A megafauna with mastodons, ancient elephant relatives, extinct llamas, giant sloths, ice age horses and strange three-toed ungulates with proboscis.

- The animals are so realistically presented that we can clearly recognize all species.

They agree very well with finds from bones from the ice age, says José Iriarte, an archaeologist at the University of Exeter in England, and one of the project leaders.

Grass steppe

The animal images, and the objects that humans have left behind in caves in the area, allow researchers to establish that the oldest paintings were created about 12,600 years ago.

The paintings give the researchers a clear picture of what the area, which today is a dense rainforest, looked like at that time.

- They show that this part of the Amazon must have contained both forests and large grasslands at this time, says José Iriarte.

First inhabitants

On the rock walls there are also pictures of the artists themselves.

They are depicted in hunting scenes or when they fetch food from the plant kingdom.

In some cases, they have also put their own handprints in the rock.

The researchers interpret some of the motifs as scaffolding that has been erected against the rocks to reach the highest points.

José Iriarte believes that the people who painted on the mountainside belonged to the very first groups of hunters and gatherers who migrated into the Amazon from the north.

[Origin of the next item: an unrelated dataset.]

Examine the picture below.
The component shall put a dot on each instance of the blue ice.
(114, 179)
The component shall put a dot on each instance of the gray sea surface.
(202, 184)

His theory is that the creation of the images was a part of their religious life.

Do not eat the megafauna

Most of the large animals depicted disappeared at the end of the ice age.

Climate change and hunting are usually cited as the explanation behind the extinction.

But strangely enough, the researchers find no bones from the megafauna in the human remains.

- They seem to have ingested everything they came across, plants, fish, and animals such as caimans, deer and snakes - but the large herbivores are completely missing in the material from La Serranía La Lindosa.

It seems that they wanted to paint them, not eat them, says José Iriarte.